GERRIT: Genau daran wird es liegen. Über die Jahre hinweg haben wir immer wieder andere Grafiker an unseren Logos und Schriftzügen arbeiten lassen, die stets ein wenig an dem ursprünglichen Schriftzug verändert haben. Grundsätzlich sollte die Schriftart und der Look aber immer erhalten bleiben. Erlaubt sind da nur kleine Veränderungen, die dem jeweiligen Artwork zugute kommen.

BODYSTYLER: Ihr tretet demnächst im Berliner Nuke-Club auf. Die Besonderheit daran ist, dass es zwei Gigs an aufeinanderfolgenden Tagen mit unterscheidlichen Vorbands sowie unterschiedlicher Setlist sein werden. Wie ist diese Idee entstanden und wie genau wird sich das gestalten? Die wichtigste Frage wird für die meisten Fans aber wahrscheinlich sein, wie sehr sich die Songauswahl unterscheiden bzw. wie viele Überschneidungen es geben wird?

CHRIS: Es hatte sich so angeboten und da wir vor allem mit dem neuen Material an die Öffentlichkeit wollen, lag es nah. Natürlich wird der ein oder andere Klassiker nicht aus den Augen verloren, wir wollen die Jahre vor mir ja nicht totschweigen (zwinkert). Es wird logischerweise Überschneidungen geben, aber wir dachten, es ist die optimale Gelegenheit, auch mal Exoten einzubauen, die ansonsten nicht ihren Weg in unsere Setlist gefunden hätten. Das wird dann dementsprechend auf beide Tage verteilt.

BODYSTYLER: Beim letzten Mal haben wir ja darüber gesprochen, dass ein Festival mit all Euren Bands und Projekten sicherlich ein großer Spaß wäre. Nun ist für das nächste Jahr die Hybridize-Tour angekündigt, die diese Idee ja zu einem gewissen Teil aufgreift (leider ja ohne Berlin-Termin...). Habt Ihr die Sauerstoffzelte schon organisiert? Wie werdet Ihr Euch konditionell in Form bringen?
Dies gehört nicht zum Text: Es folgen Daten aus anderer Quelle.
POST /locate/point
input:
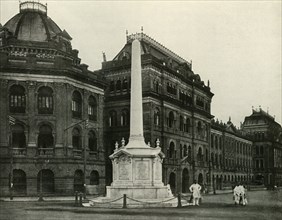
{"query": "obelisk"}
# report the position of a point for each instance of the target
(136, 108)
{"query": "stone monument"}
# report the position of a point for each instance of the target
(137, 168)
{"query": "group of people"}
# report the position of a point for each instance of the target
(239, 195)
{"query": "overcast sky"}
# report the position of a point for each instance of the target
(234, 44)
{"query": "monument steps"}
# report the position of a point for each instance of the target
(105, 202)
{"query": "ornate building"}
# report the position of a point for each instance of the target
(266, 134)
(176, 108)
(51, 133)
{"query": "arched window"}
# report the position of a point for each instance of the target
(112, 118)
(188, 125)
(118, 86)
(112, 86)
(45, 100)
(189, 152)
(261, 150)
(199, 127)
(157, 117)
(94, 178)
(92, 108)
(45, 137)
(171, 150)
(170, 119)
(156, 86)
(78, 181)
(92, 141)
(185, 151)
(76, 139)
(18, 136)
(124, 118)
(124, 84)
(19, 182)
(17, 99)
(76, 105)
(212, 158)
(200, 154)
(181, 123)
(45, 181)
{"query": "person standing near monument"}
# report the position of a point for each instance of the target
(195, 189)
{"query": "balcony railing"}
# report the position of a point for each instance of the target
(45, 151)
(19, 151)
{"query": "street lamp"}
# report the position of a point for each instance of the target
(40, 199)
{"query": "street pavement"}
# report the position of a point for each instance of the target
(262, 205)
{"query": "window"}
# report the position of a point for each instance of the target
(171, 150)
(189, 152)
(112, 86)
(188, 125)
(124, 84)
(92, 141)
(92, 108)
(45, 137)
(118, 85)
(199, 128)
(185, 151)
(76, 139)
(170, 119)
(94, 178)
(157, 117)
(17, 99)
(18, 136)
(181, 123)
(45, 100)
(124, 119)
(76, 105)
(112, 118)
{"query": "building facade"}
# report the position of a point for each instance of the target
(176, 109)
(51, 133)
(231, 156)
(266, 134)
(60, 121)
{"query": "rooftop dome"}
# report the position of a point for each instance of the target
(33, 24)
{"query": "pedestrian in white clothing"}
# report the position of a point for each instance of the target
(236, 194)
(195, 188)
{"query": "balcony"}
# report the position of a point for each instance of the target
(19, 151)
(45, 152)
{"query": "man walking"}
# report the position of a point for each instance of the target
(236, 194)
(195, 188)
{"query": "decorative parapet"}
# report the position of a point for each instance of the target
(149, 40)
(33, 6)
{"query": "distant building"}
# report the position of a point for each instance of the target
(231, 155)
(176, 105)
(60, 121)
(267, 147)
(46, 97)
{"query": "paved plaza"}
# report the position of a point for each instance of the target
(262, 205)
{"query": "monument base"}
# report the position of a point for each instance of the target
(140, 192)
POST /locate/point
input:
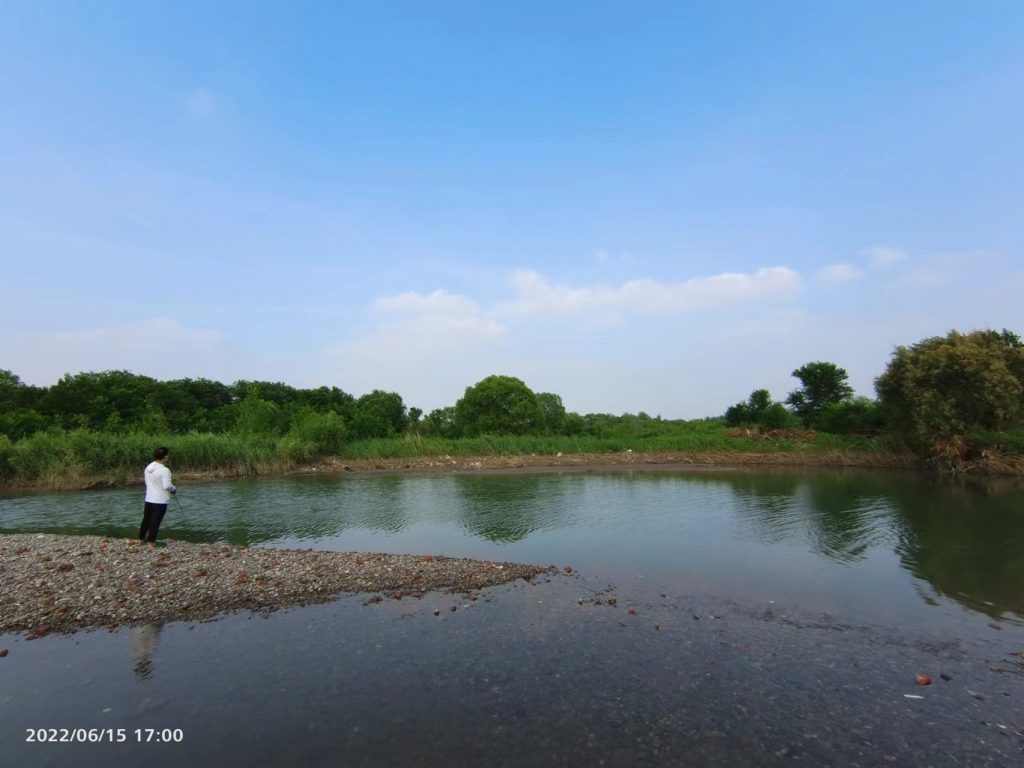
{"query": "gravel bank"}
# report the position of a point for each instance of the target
(53, 583)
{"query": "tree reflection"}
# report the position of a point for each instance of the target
(507, 508)
(966, 539)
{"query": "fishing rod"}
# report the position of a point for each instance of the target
(181, 510)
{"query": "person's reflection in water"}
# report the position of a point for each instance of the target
(142, 645)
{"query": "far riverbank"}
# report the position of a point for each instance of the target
(75, 479)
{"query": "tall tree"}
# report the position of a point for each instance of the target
(943, 387)
(823, 384)
(499, 404)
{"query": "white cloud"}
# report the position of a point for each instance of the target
(839, 273)
(436, 303)
(160, 347)
(538, 296)
(616, 258)
(883, 257)
(428, 347)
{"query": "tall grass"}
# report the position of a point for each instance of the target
(699, 439)
(80, 458)
(62, 459)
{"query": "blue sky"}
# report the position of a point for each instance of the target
(638, 206)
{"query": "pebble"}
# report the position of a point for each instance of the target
(115, 582)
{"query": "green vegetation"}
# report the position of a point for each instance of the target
(944, 393)
(956, 400)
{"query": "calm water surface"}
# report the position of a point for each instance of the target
(888, 546)
(763, 617)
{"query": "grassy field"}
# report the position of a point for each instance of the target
(82, 458)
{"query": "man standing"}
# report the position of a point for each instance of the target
(158, 491)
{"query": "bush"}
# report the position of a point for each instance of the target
(499, 404)
(6, 452)
(324, 432)
(946, 387)
(859, 416)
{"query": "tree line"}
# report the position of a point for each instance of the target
(945, 397)
(942, 396)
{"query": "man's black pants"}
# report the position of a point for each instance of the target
(153, 515)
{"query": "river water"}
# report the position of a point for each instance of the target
(761, 601)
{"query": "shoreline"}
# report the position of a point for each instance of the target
(617, 461)
(61, 584)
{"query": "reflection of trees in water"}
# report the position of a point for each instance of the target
(966, 539)
(507, 508)
(840, 516)
(143, 643)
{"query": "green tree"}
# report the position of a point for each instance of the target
(942, 388)
(553, 413)
(439, 422)
(378, 414)
(823, 383)
(499, 404)
(750, 412)
(258, 417)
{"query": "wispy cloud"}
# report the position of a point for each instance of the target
(839, 273)
(538, 296)
(161, 347)
(883, 257)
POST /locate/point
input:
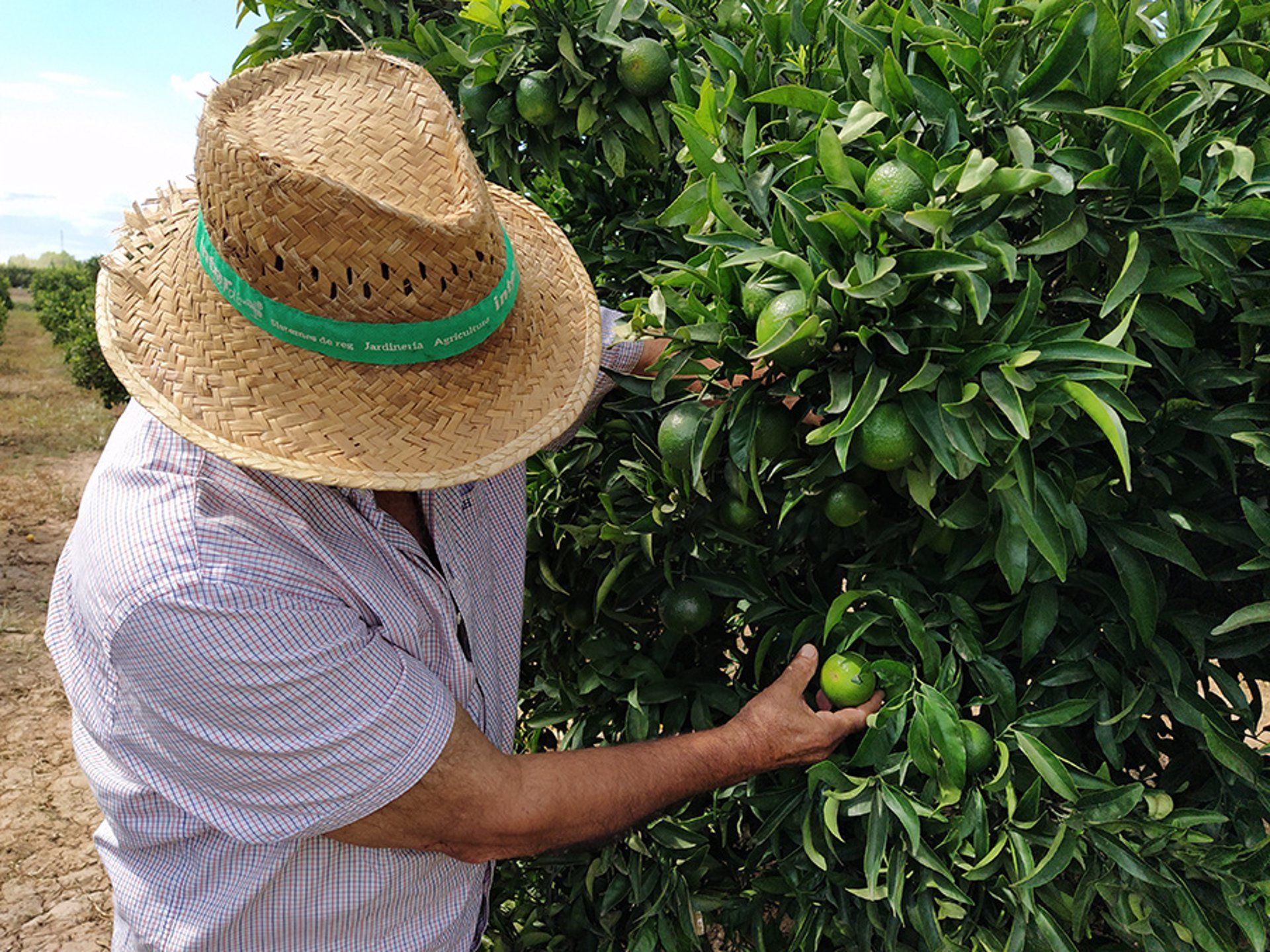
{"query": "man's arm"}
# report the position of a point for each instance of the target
(478, 804)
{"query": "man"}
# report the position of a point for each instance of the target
(288, 617)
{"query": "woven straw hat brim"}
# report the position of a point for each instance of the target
(216, 379)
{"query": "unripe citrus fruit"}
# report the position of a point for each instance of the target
(756, 295)
(846, 679)
(894, 186)
(675, 436)
(476, 101)
(535, 99)
(978, 746)
(792, 308)
(887, 439)
(774, 431)
(685, 609)
(644, 66)
(738, 515)
(846, 503)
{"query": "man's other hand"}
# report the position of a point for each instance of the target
(779, 728)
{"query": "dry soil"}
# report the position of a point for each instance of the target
(54, 894)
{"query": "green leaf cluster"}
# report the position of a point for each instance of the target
(64, 300)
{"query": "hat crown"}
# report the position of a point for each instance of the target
(342, 185)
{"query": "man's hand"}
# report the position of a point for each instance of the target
(478, 804)
(780, 730)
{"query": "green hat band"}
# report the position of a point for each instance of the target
(411, 342)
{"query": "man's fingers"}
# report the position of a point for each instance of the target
(798, 675)
(851, 720)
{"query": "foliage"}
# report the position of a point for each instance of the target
(64, 302)
(1072, 323)
(5, 304)
(17, 275)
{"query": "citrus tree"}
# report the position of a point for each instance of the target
(5, 304)
(64, 302)
(967, 386)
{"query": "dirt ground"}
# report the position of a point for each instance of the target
(54, 894)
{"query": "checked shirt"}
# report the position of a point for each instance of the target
(253, 661)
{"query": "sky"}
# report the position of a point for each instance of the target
(99, 105)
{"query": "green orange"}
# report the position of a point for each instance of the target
(894, 186)
(846, 503)
(644, 66)
(847, 680)
(793, 308)
(536, 99)
(887, 440)
(676, 434)
(774, 431)
(686, 609)
(738, 515)
(756, 295)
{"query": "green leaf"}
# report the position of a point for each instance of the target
(902, 806)
(870, 393)
(1058, 239)
(1256, 614)
(1087, 351)
(947, 734)
(1039, 619)
(1140, 586)
(1066, 712)
(1108, 419)
(1064, 58)
(1040, 528)
(930, 261)
(833, 161)
(1058, 857)
(1132, 274)
(798, 98)
(1048, 765)
(861, 118)
(1054, 937)
(1118, 853)
(1159, 145)
(1107, 50)
(810, 845)
(1007, 400)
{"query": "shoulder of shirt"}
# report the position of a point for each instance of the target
(161, 515)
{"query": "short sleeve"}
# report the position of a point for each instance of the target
(619, 356)
(271, 716)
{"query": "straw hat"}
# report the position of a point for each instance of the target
(425, 327)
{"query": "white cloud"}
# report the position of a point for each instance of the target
(88, 161)
(28, 92)
(194, 88)
(66, 79)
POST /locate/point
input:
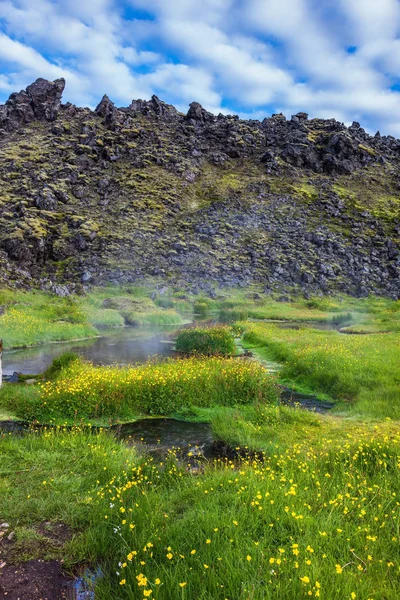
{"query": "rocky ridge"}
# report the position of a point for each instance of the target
(122, 194)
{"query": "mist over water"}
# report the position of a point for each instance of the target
(124, 347)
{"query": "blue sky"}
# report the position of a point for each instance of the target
(330, 58)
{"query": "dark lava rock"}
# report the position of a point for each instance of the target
(120, 194)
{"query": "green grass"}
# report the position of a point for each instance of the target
(85, 391)
(362, 370)
(321, 519)
(55, 477)
(318, 515)
(211, 341)
(37, 317)
(312, 511)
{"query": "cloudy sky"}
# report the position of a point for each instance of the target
(330, 58)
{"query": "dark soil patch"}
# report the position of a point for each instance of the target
(34, 580)
(58, 533)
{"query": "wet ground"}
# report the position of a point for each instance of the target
(124, 346)
(158, 436)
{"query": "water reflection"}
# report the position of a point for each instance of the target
(124, 347)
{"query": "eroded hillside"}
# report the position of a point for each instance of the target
(121, 194)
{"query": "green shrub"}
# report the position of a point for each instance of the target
(201, 308)
(61, 362)
(214, 341)
(229, 315)
(82, 390)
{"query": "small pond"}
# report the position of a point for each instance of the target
(121, 346)
(157, 436)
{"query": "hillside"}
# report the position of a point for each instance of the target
(123, 194)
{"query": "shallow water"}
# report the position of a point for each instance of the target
(157, 436)
(123, 346)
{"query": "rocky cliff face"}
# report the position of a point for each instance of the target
(121, 194)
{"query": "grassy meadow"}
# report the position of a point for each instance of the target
(308, 507)
(37, 317)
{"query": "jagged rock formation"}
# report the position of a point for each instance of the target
(121, 194)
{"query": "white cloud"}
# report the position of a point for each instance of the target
(282, 55)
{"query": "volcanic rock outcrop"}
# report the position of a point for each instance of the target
(200, 200)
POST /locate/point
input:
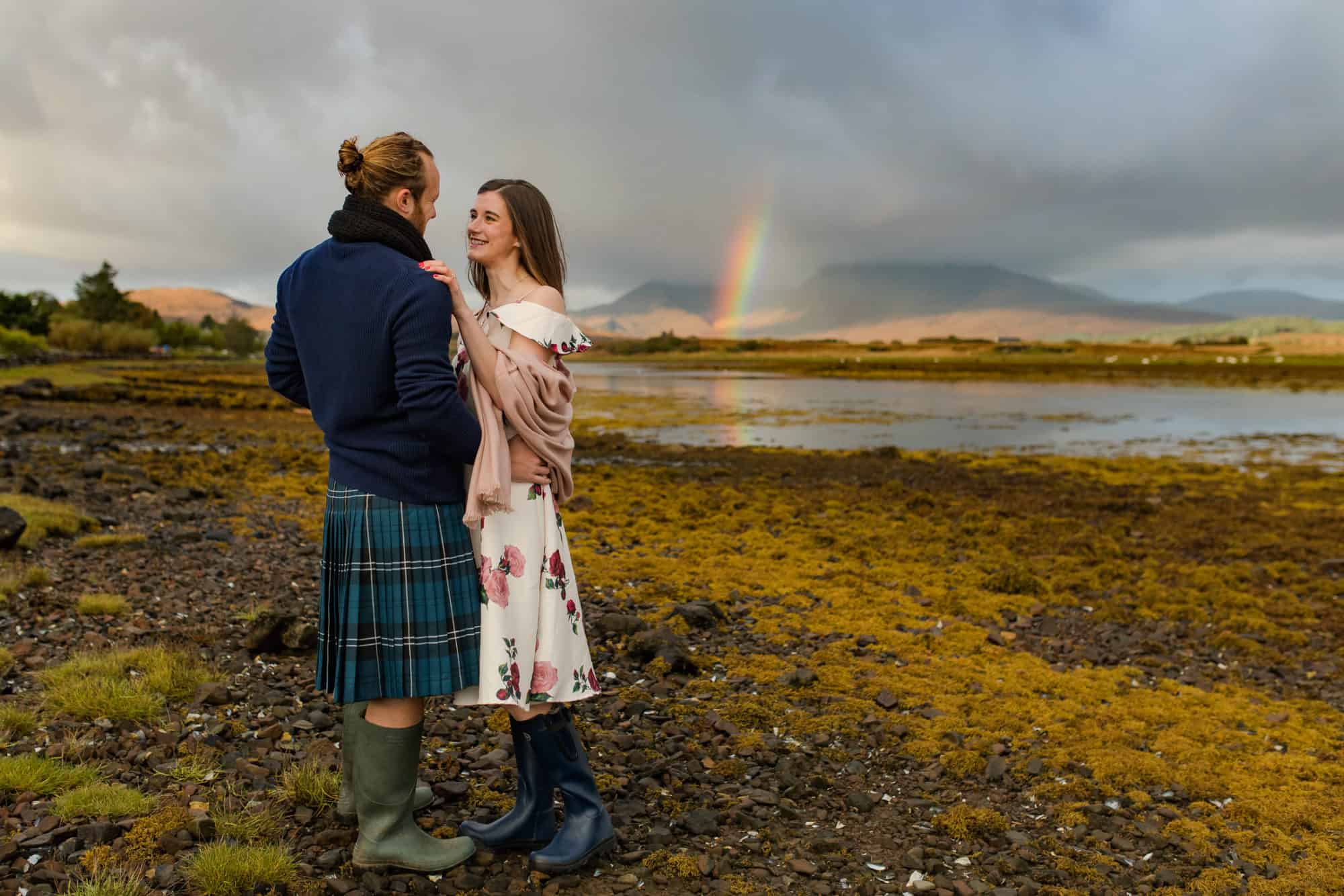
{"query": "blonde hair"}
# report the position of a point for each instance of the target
(384, 166)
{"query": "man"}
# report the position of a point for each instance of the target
(361, 338)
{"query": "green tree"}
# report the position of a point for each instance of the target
(30, 312)
(240, 337)
(97, 299)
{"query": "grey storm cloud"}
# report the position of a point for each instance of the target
(1097, 142)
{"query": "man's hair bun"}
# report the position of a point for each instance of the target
(350, 159)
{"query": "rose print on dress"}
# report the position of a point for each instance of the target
(585, 682)
(495, 581)
(557, 580)
(510, 675)
(494, 586)
(545, 676)
(513, 561)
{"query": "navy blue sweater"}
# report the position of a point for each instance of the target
(361, 338)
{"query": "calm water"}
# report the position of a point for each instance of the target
(1038, 417)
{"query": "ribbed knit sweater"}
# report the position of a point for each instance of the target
(361, 337)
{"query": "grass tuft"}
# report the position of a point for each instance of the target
(44, 777)
(103, 605)
(111, 541)
(134, 684)
(111, 882)
(229, 870)
(308, 784)
(253, 824)
(143, 840)
(99, 800)
(15, 722)
(46, 518)
(196, 765)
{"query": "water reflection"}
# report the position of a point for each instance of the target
(739, 408)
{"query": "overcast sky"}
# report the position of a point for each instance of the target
(1150, 148)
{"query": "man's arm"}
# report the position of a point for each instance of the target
(427, 390)
(284, 373)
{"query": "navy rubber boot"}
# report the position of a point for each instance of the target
(532, 823)
(588, 831)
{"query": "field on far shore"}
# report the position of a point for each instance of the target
(1291, 361)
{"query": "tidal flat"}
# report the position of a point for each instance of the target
(1276, 362)
(825, 672)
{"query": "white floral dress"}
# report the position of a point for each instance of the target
(534, 648)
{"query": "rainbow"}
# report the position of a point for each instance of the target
(741, 275)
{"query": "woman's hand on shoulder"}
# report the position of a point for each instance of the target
(444, 275)
(548, 298)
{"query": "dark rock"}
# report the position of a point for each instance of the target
(11, 527)
(99, 832)
(213, 694)
(702, 821)
(619, 624)
(859, 801)
(701, 615)
(267, 633)
(803, 867)
(663, 644)
(302, 636)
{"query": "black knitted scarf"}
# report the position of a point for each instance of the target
(364, 222)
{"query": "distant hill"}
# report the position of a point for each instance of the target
(898, 300)
(192, 306)
(1268, 303)
(1253, 328)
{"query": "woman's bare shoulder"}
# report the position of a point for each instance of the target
(548, 298)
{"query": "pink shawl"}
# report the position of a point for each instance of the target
(538, 404)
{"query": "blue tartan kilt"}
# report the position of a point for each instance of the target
(401, 613)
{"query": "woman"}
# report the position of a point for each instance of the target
(534, 652)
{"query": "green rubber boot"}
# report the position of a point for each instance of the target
(346, 803)
(385, 784)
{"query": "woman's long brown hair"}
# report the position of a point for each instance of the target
(538, 237)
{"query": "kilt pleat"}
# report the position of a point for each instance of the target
(400, 613)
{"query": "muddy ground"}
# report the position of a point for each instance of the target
(823, 672)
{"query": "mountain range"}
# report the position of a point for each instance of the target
(913, 300)
(1268, 303)
(192, 306)
(868, 302)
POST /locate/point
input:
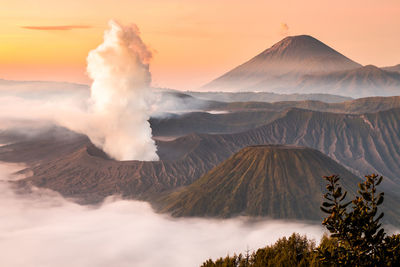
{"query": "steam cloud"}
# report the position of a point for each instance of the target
(120, 95)
(43, 229)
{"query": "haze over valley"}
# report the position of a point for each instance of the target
(125, 172)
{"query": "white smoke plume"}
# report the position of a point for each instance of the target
(120, 95)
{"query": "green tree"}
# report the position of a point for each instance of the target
(356, 231)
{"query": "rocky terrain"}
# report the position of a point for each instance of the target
(281, 182)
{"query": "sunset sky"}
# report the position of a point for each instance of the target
(193, 41)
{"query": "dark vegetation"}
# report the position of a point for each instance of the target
(356, 238)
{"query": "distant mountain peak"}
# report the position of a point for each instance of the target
(294, 56)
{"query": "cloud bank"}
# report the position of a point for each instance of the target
(43, 229)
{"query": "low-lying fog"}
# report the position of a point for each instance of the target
(43, 229)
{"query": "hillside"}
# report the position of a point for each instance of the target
(281, 182)
(362, 143)
(242, 116)
(293, 56)
(361, 82)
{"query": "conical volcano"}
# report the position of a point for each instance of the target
(294, 56)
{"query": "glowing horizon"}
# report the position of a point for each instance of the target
(193, 41)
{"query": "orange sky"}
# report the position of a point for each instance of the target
(195, 41)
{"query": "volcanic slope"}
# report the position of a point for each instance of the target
(362, 82)
(281, 182)
(363, 143)
(294, 56)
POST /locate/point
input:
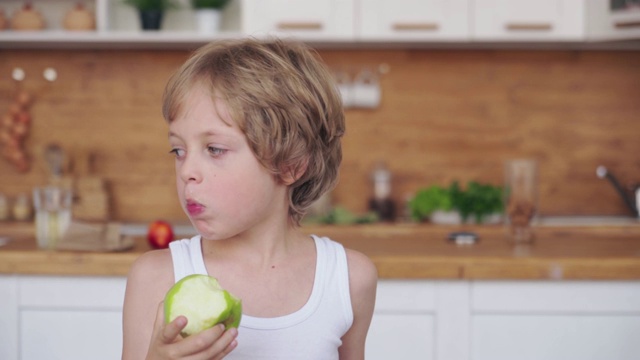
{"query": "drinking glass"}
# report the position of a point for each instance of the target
(53, 214)
(521, 198)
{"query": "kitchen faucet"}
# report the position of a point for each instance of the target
(632, 200)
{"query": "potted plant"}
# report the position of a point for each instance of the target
(151, 11)
(208, 14)
(479, 203)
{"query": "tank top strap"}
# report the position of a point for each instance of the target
(187, 258)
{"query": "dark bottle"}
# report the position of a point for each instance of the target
(381, 202)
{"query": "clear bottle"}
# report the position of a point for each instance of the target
(5, 212)
(22, 208)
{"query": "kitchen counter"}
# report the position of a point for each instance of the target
(399, 251)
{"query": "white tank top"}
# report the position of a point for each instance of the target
(312, 332)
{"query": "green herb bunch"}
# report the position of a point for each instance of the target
(209, 4)
(477, 200)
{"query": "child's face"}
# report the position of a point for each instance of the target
(221, 185)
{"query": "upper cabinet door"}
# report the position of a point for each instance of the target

GERRIT: Also, ich persönlich habe körperlich dabei ja nicht so viel zu tun wie Chris und René. Letzterer muss ja sogar dreimal pro Abend trommeln! Er ist allerdings auch der Fitteste von uns und solche Anstrengungen gewohnt. Ich werde mir dann während der Agonoize-Shows einen Liegestuhl neben die Bühne stellen und mit 'ner ordentlichen Cowboy-Schorle den Feierabend genießen, während sich die beiden noch über die Bühne schleppen...

CHRIS: Es werden ja beide Bands kurz vorher einzeln in Berlin vertreten sein, so fiel Berlin raus. Wie wir das stemmen, wissen wir selbst noch nicht, aber wenn es mal läuft, dann läuft es eh’ auf Autopilot wie von alleine. Die Sets sind ja auch nicht so lang wie auf Einzelkonzerten.